His lawyer described him as "the boy in the class who does not get the invite to the party".
He was unanimously acquitted.
- Carlo Palombo, a 39-year-old PhD student and teaching assistant in the University of California's philosophy department, joined Barclays as a graduate trainee in his early 20s in 2002 because, he said, it was the only job that allowed him to leave Italy.
He said he had not relished being surrounded by bankers but earned almost 5.5 million pounds ($7.3 million) over the five-year period, learnt his trade from his boss, Moryoussef, and said he did not realise it was wrong to ask submitters for beneficial rates.
Palombo, who compared his seniority to "the guy who serves you at McDonald's", said: "Our job was to try to do what was good for the bank, not what was bad for the bank."
Prosecutors called him a "400,000 pound tea boy".
The jury was unable to reach a verdict in his case.

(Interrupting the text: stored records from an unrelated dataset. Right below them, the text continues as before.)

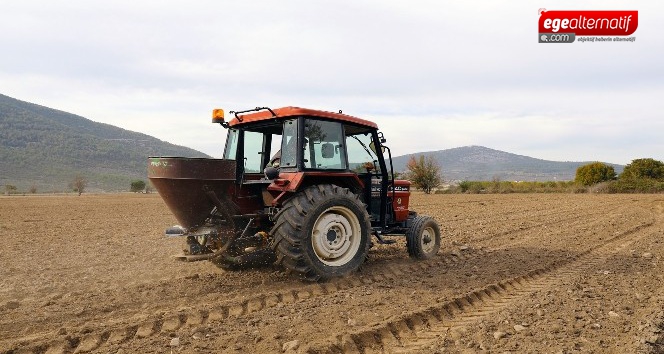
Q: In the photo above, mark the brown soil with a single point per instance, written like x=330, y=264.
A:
x=516, y=273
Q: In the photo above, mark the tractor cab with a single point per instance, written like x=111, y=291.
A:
x=291, y=148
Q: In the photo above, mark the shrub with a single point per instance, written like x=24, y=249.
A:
x=643, y=168
x=594, y=173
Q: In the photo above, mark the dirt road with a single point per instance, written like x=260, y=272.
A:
x=517, y=273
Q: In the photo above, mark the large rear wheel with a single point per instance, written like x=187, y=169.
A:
x=322, y=232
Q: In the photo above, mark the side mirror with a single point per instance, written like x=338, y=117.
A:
x=218, y=116
x=372, y=146
x=327, y=150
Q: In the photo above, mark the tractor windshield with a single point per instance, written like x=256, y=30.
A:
x=360, y=155
x=323, y=145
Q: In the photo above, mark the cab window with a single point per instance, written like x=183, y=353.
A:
x=323, y=145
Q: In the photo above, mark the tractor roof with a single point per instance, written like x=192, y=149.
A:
x=291, y=112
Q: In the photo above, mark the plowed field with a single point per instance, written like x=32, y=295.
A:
x=517, y=273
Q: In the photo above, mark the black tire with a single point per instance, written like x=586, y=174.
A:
x=322, y=232
x=423, y=238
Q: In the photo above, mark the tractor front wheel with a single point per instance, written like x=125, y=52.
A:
x=423, y=238
x=322, y=232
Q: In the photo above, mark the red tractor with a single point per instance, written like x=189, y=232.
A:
x=304, y=188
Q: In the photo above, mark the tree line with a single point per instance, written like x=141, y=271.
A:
x=645, y=175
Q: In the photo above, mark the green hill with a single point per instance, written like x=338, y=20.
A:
x=478, y=163
x=46, y=148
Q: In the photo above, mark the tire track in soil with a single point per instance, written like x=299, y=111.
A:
x=576, y=220
x=128, y=329
x=418, y=329
x=98, y=339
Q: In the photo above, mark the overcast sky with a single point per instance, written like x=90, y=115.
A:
x=433, y=74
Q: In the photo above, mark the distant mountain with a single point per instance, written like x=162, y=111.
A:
x=46, y=148
x=478, y=163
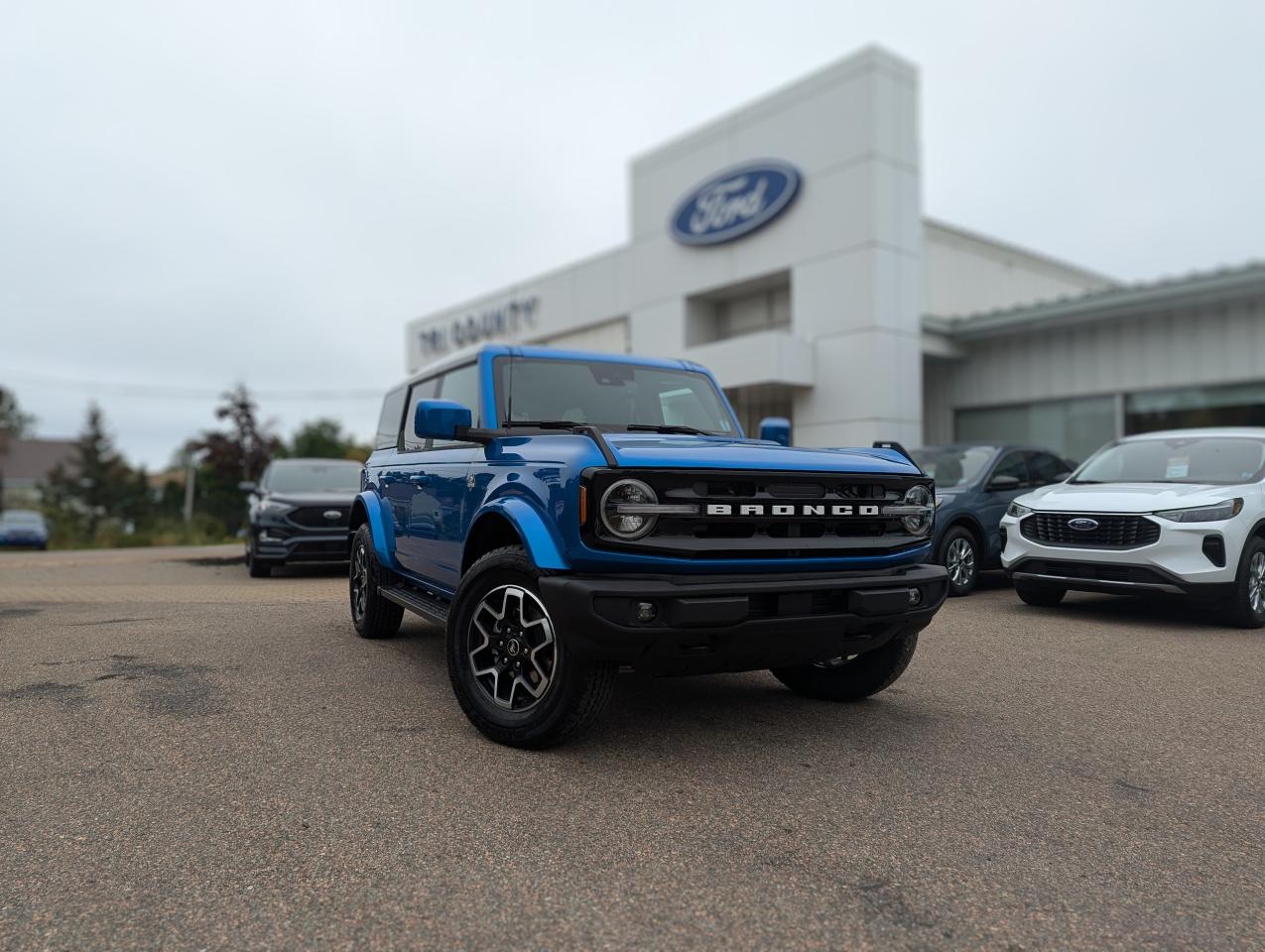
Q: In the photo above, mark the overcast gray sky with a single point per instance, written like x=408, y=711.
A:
x=198, y=193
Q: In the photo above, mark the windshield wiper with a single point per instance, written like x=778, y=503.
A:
x=574, y=426
x=668, y=428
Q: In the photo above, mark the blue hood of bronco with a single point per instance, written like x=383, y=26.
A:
x=665, y=451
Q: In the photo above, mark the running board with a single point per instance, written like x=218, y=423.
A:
x=415, y=601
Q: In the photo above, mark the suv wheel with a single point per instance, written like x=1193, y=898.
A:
x=851, y=677
x=373, y=616
x=509, y=665
x=257, y=566
x=1040, y=596
x=960, y=557
x=1247, y=606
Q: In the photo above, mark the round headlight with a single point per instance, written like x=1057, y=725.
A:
x=920, y=524
x=619, y=505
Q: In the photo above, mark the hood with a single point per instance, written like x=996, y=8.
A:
x=1126, y=497
x=313, y=498
x=670, y=451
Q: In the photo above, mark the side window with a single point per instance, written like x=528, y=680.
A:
x=426, y=390
x=462, y=387
x=1011, y=465
x=389, y=422
x=1047, y=469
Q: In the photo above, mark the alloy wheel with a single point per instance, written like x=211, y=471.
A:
x=960, y=561
x=1256, y=583
x=511, y=648
x=359, y=583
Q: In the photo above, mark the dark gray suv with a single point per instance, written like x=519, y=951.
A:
x=300, y=511
x=974, y=484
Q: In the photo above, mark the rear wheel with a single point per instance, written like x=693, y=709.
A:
x=959, y=554
x=510, y=667
x=1246, y=608
x=372, y=615
x=1040, y=596
x=852, y=676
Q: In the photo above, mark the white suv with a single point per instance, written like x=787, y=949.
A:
x=1181, y=512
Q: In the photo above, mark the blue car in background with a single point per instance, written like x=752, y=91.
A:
x=24, y=528
x=974, y=484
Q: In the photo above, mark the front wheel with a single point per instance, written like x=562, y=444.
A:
x=372, y=615
x=1246, y=608
x=510, y=666
x=854, y=676
x=257, y=566
x=960, y=557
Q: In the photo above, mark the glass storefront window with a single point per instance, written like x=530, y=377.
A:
x=1072, y=427
x=1236, y=405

- Colin Bermingham, the oldest of the defendants at 61, was a respected cash market expert and senior rate submitter. He had left school at 18 and joined Barclays in 1974 because he could not afford university.

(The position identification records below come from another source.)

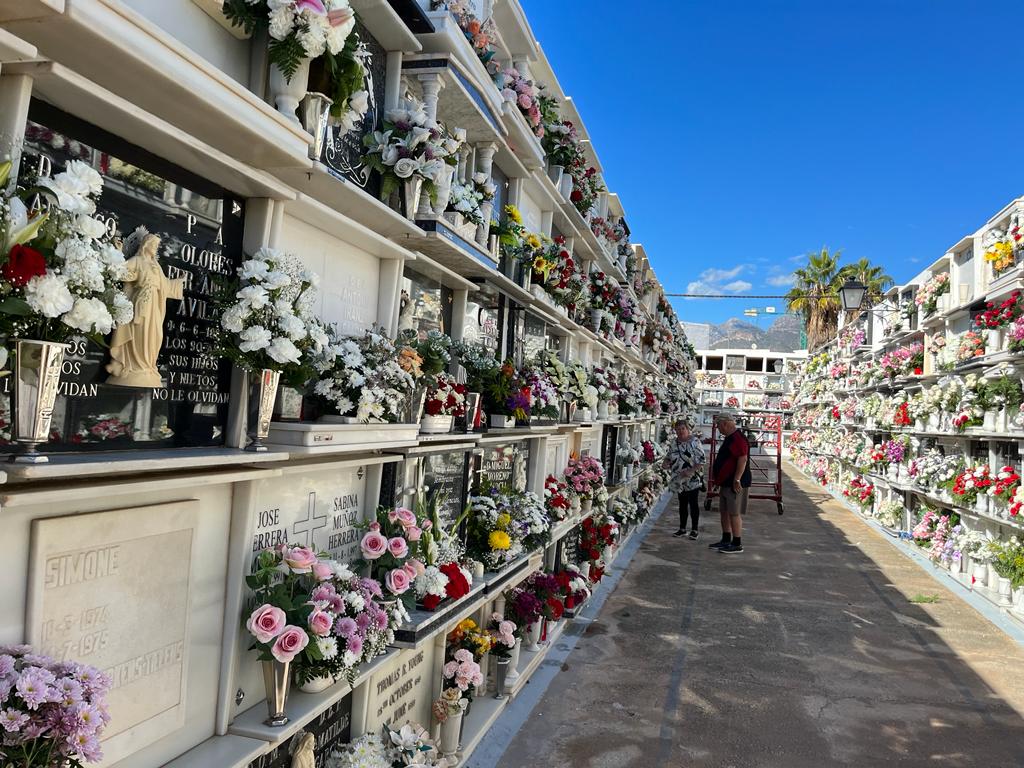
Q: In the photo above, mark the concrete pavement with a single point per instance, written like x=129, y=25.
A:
x=805, y=651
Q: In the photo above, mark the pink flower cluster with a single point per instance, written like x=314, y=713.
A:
x=524, y=94
x=462, y=672
x=585, y=476
x=52, y=712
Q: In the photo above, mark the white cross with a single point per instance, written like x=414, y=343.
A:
x=306, y=525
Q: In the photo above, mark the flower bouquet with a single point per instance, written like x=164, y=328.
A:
x=53, y=712
x=556, y=499
x=584, y=476
x=368, y=382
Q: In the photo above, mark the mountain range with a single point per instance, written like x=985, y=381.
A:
x=781, y=336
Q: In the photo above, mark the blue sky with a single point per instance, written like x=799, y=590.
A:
x=742, y=135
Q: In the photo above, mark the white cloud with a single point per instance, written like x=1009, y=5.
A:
x=720, y=282
x=781, y=281
x=737, y=286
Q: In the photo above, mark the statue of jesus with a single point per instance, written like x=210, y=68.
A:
x=134, y=347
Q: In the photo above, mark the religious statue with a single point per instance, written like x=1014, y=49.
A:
x=135, y=346
x=302, y=749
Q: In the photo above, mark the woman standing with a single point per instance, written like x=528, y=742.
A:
x=685, y=461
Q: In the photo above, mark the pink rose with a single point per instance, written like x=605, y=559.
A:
x=321, y=624
x=266, y=623
x=323, y=570
x=373, y=545
x=396, y=581
x=397, y=547
x=406, y=516
x=290, y=643
x=299, y=559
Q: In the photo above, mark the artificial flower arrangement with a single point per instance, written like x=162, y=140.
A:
x=599, y=531
x=370, y=380
x=545, y=398
x=442, y=576
x=409, y=745
x=999, y=253
x=298, y=30
x=1008, y=311
x=928, y=296
x=444, y=396
x=60, y=273
x=410, y=147
x=556, y=499
x=584, y=476
x=527, y=96
x=269, y=321
x=301, y=615
x=579, y=388
x=53, y=712
x=480, y=35
x=971, y=345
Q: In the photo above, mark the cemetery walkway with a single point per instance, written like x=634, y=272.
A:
x=821, y=645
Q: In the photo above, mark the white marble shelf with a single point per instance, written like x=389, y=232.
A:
x=301, y=708
x=71, y=466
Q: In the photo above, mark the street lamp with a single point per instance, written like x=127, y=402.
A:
x=852, y=295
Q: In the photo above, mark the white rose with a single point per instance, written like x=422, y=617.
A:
x=253, y=339
x=406, y=167
x=48, y=295
x=283, y=350
x=90, y=227
x=89, y=315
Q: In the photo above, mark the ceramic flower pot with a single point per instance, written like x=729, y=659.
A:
x=34, y=392
x=286, y=93
x=276, y=680
x=435, y=424
x=512, y=672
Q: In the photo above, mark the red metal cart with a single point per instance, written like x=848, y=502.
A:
x=764, y=432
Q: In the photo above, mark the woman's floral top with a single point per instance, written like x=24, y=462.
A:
x=683, y=456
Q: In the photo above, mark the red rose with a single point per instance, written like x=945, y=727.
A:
x=24, y=263
x=430, y=602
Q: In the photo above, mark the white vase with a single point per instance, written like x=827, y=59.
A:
x=316, y=685
x=534, y=636
x=435, y=424
x=1006, y=592
x=513, y=674
x=451, y=729
x=287, y=93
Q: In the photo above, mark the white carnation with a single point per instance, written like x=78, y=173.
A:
x=89, y=315
x=48, y=295
x=283, y=350
x=253, y=339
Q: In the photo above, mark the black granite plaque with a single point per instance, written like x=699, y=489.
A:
x=332, y=728
x=343, y=150
x=200, y=226
x=445, y=475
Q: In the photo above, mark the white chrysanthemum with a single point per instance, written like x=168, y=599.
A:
x=255, y=338
x=89, y=315
x=283, y=350
x=48, y=295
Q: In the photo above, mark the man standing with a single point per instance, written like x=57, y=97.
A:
x=731, y=472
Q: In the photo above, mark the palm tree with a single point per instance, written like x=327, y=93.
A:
x=872, y=278
x=815, y=295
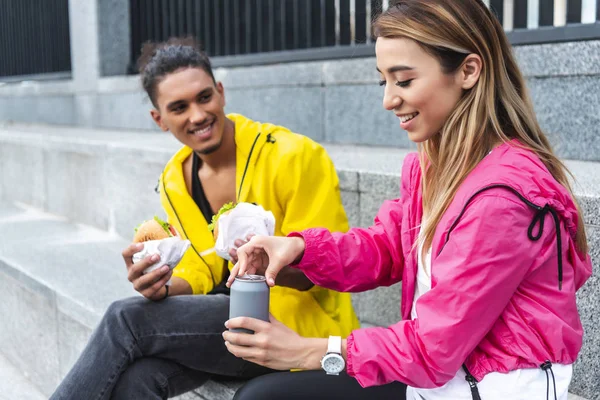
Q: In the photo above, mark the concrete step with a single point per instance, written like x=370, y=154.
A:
x=14, y=385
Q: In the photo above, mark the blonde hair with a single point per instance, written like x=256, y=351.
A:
x=496, y=109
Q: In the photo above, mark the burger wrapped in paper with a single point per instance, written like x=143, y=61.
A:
x=238, y=221
x=159, y=237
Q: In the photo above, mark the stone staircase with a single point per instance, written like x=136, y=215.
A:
x=69, y=198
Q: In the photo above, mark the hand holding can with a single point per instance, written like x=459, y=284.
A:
x=249, y=298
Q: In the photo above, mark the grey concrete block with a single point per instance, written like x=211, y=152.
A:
x=296, y=108
x=55, y=110
x=130, y=188
x=72, y=338
x=188, y=396
x=354, y=114
x=586, y=372
x=385, y=185
x=114, y=36
x=348, y=180
x=567, y=110
x=380, y=307
x=370, y=203
x=350, y=200
x=353, y=71
x=28, y=335
x=14, y=385
x=288, y=75
x=384, y=160
x=75, y=183
x=129, y=110
x=559, y=59
x=85, y=52
x=52, y=109
x=22, y=174
x=213, y=390
x=22, y=109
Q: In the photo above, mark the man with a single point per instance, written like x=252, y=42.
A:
x=160, y=348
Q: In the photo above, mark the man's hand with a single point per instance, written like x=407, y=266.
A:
x=150, y=285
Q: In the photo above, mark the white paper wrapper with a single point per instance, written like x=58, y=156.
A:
x=170, y=250
x=245, y=219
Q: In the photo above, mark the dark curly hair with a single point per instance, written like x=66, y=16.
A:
x=160, y=59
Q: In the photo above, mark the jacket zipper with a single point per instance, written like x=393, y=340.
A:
x=472, y=384
x=212, y=277
x=247, y=164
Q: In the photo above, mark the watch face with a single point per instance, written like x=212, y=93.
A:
x=333, y=363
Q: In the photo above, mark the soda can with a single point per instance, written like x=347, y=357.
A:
x=249, y=297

He said he could not remember traders making rate requests but said he would have tried to accommodate them if the requests had fallen within a range of valid market numbers.
But he said he had not realised at the time that Moryoussef was also liaising with big rivals and others before requesting rate movements.

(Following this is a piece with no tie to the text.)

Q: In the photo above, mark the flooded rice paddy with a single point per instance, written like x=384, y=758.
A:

"It makes you feel a bit used," he said, adding that he would have reported such behaviour to his boss.
The jury was unable to reach a verdict in his case.
- Sisse Bohart, a 41-year-old Dane, started at Barclays in the IT department, helping to provide desktop support for traders. She joined the euro money desk in 2004, watching and learning on the job from her boss, Bermingham.
She described Bermingham as a very supportive and knowledgeable man, who often drove her to the airport on a Friday so she could fly home for the weekend to be with her sick stepfather and, later, to see her boyfriend.
She left Barclays in 2008 and is now an IT consultant and project manager in a Swedish energy company.
The jury was unable to reach a verdict in her case.